En 2023, l’État a versé 2,4 milliards à France Télévision, 623 à Radio France et 500 millions au Centre national du cinéma (CNC). La télévision publique est gérée par Delphine Ernotte, avec une inflexion raciste et misandre, hostile au peuple historique. Elle n’a pas hésité en 2015 à affirmer qu’il y avait trop d’hommes blancs de plus de cinquante ans sur ses antennes. En 2023, elle précisait ne pas vouloir représenter « la France telle qu’elle est mais telle qu’on voudrait qu’elle soit ». Le Monde a révélé le 18 janvier 2021 (Virginie Malingre, « À France Télévisions, les rédacteurs en chef incités à parler davantage d’Europe ») qu’une part variable de la rémunération des rédacteurs en chef de France Télévisions dépendait de leurs efforts pour couvrir les sujets suivants : « Diversité, visibilité, outre-mer, Europe ». Ernotte a consciemment organisé le groupe afin qu’il diffuse exclusivement une vision déracinée du monde. Sur Radio France, France Inter revendique le droit d’insulter les valeurs françaises historiques et de ne promouvoir que le gauchisme. Quant au CNC, ses 54 commissions sont noyautées par la gauche.

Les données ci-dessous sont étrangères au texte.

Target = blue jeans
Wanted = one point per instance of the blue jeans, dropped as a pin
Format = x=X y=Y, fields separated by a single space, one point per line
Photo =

100 millions dans les institutions dévoyées

Une trentaine de services divers et variés sont rattachés au Premier ministre. Parmi eux se trouvent des institutions, plus ou moins indépendantes, qui ont toutes opéré un virement à gauche toute. Le point commun entre le Haut Conseil à l’Égalité entre les hommes et les femmes (HCE), la Commission nationale consultative des droits de l’homme (CNCDH), le Défenseur des Droits, la Délégation interministérielle à la lutte contre le racisme, l’antisémitisme et la haine anti-LGBT (DILCRAH), l’Autorité de régulation de la communication audiovisuelle et numérique (ARCOM), le Comité consultatif national d’éthique pour les sciences de la vie et de la santé (CCNE) ou le Secrétariat général à la planification écologique (SGPE) est que, tous, défendent une vision exclusivement de gauche. Les églises qui brûlent n’ont jamais ému la DILCRAH. Le nombre des féminicides est équivalent au nombre de nourrissons tués par leur mère, mais cela ne concerne pas le HCE, etc. Supprimer cet essaim de commissions permettrait d’économiser dans les 100 millions par an.